Case of man missing 90 percent of brain but functioning normally stuns scientists
A man in France continues to puzzle scientists nearly a decade after he was found to be living with just 10 percent of a typical human brain.
His case was originally published in The Lancet journal in 2007 but was presented last month at the Association for the Scientific Study of Consciousness conference in Buenos Aires.
At the time of the original study, the patient was a 44-year-old man who had been experiencing weakness in his left leg.

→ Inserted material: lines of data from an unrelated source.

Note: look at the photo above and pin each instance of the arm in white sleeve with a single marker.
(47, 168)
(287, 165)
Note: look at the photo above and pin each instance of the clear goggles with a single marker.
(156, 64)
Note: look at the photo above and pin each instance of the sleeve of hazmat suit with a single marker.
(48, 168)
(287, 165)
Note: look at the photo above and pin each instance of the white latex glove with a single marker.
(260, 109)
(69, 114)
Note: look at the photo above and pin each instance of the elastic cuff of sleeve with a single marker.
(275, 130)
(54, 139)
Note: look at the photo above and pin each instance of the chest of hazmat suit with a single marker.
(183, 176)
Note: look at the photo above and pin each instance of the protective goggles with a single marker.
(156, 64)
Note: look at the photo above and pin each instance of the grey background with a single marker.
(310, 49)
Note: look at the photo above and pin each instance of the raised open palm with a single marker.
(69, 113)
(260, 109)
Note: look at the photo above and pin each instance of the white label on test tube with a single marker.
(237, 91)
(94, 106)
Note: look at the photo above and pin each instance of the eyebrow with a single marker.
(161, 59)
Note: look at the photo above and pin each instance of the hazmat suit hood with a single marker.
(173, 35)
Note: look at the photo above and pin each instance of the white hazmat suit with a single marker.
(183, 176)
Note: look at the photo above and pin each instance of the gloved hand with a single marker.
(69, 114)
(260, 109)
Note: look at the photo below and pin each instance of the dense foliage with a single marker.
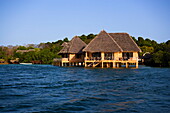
(46, 52)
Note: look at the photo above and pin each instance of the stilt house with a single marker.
(111, 50)
(105, 50)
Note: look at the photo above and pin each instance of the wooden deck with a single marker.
(98, 62)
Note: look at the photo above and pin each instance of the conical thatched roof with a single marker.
(74, 46)
(103, 42)
(112, 42)
(125, 41)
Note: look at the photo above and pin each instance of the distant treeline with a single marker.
(46, 52)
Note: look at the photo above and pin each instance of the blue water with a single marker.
(46, 88)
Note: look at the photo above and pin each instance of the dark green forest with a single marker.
(159, 53)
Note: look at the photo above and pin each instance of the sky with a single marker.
(37, 21)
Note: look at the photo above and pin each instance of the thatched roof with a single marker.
(112, 42)
(125, 41)
(74, 46)
(24, 51)
(64, 44)
(103, 42)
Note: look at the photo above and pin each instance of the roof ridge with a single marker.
(91, 41)
(135, 43)
(115, 42)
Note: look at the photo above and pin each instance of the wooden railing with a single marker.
(110, 58)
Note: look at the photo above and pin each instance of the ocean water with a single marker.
(47, 88)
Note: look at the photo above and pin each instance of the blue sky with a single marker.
(35, 21)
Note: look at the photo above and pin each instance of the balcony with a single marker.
(110, 58)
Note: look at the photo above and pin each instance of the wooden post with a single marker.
(137, 64)
(113, 64)
(117, 64)
(85, 65)
(127, 65)
(107, 65)
(102, 64)
(102, 55)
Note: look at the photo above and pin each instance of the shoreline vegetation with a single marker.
(153, 54)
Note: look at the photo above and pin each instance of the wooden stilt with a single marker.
(137, 64)
(113, 64)
(127, 65)
(117, 64)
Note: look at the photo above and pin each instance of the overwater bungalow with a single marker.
(105, 50)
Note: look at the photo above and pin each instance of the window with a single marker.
(78, 55)
(64, 55)
(108, 56)
(97, 54)
(127, 55)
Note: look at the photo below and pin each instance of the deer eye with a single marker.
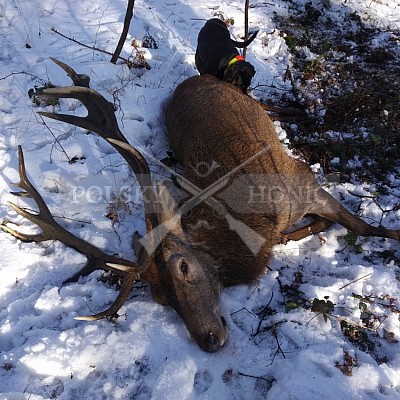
(184, 267)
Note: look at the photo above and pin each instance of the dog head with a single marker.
(240, 74)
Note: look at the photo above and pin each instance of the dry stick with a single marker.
(246, 24)
(127, 21)
(87, 46)
(365, 276)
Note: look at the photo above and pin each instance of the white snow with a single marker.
(147, 353)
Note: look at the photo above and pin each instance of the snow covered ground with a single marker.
(283, 344)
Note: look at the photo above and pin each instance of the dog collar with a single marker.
(235, 59)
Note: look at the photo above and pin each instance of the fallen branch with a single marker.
(130, 63)
(127, 21)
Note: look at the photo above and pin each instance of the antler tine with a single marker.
(78, 79)
(101, 120)
(51, 230)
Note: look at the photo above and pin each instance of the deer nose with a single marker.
(213, 341)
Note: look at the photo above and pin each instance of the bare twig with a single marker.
(127, 21)
(350, 283)
(246, 24)
(128, 62)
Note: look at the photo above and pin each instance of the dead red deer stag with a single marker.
(245, 192)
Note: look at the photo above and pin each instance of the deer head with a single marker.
(180, 275)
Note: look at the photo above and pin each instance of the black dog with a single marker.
(216, 55)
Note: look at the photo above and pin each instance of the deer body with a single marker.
(212, 123)
(245, 192)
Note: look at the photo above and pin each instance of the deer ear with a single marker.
(169, 213)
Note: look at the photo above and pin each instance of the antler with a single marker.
(100, 119)
(51, 230)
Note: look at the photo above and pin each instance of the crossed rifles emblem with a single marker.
(251, 238)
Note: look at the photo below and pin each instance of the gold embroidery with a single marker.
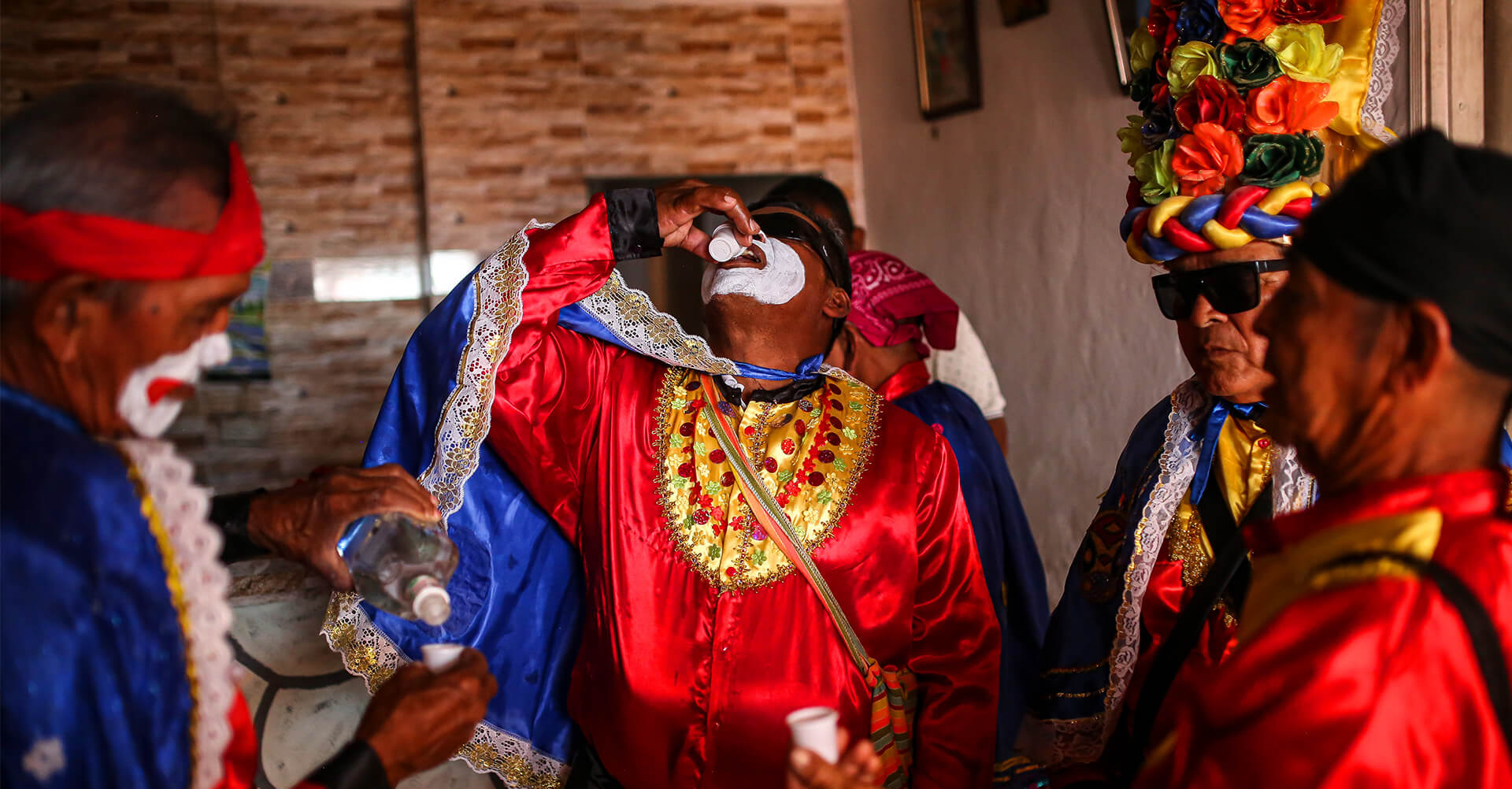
(165, 549)
(1284, 578)
(810, 454)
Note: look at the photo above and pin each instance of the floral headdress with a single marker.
(1236, 100)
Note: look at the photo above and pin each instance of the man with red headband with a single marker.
(897, 319)
(129, 227)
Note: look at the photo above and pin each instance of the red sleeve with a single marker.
(956, 641)
(548, 394)
(1360, 687)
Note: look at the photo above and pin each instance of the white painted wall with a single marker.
(1014, 210)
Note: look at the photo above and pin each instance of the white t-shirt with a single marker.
(968, 369)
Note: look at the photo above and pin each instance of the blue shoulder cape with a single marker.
(91, 654)
(1009, 557)
(517, 590)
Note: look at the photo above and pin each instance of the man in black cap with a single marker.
(1372, 649)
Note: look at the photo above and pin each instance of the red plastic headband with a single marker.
(44, 245)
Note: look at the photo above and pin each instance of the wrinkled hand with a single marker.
(304, 522)
(419, 718)
(859, 769)
(680, 203)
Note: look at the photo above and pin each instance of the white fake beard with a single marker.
(776, 283)
(150, 416)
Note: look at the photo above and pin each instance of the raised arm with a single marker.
(550, 383)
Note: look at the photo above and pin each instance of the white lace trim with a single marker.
(469, 409)
(1178, 465)
(631, 317)
(1385, 52)
(203, 608)
(1060, 741)
(368, 654)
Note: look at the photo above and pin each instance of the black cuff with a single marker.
(354, 767)
(230, 513)
(634, 232)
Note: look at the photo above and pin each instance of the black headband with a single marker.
(820, 236)
(1428, 220)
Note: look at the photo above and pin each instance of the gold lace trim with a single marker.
(813, 470)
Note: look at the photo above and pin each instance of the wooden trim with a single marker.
(1449, 67)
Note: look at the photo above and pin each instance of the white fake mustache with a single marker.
(143, 402)
(776, 283)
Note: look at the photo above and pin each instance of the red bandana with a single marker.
(44, 245)
(887, 295)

After examining him, doctors found that about 90 percent of his neurons had eroded, with fluid filling the bulk of his skull, notes Quartz.
They believe the condition likely occurred as a result of a related brain disorder called hydrocephalus which he had as an infant.
Despite the reduced brain matter, the man lived a relatively normal life; he was a married civil servant with two kids. He also scored an IQ of 75 which is considered low but not disabled.
At the recent conference, cognitive psychologist Axel Cleeremans argued that the rare case shows just how adaptable the brain can be even with an injury.
CBC notes Cleeremans sees this case as "a medical miracle — but also a major challenge to theories about consciousness."
Cleeremans claims that "...the brain is continually and unconsciously learning to re-describe its own activity to itself, and these descriptions form the basis of conscious experience."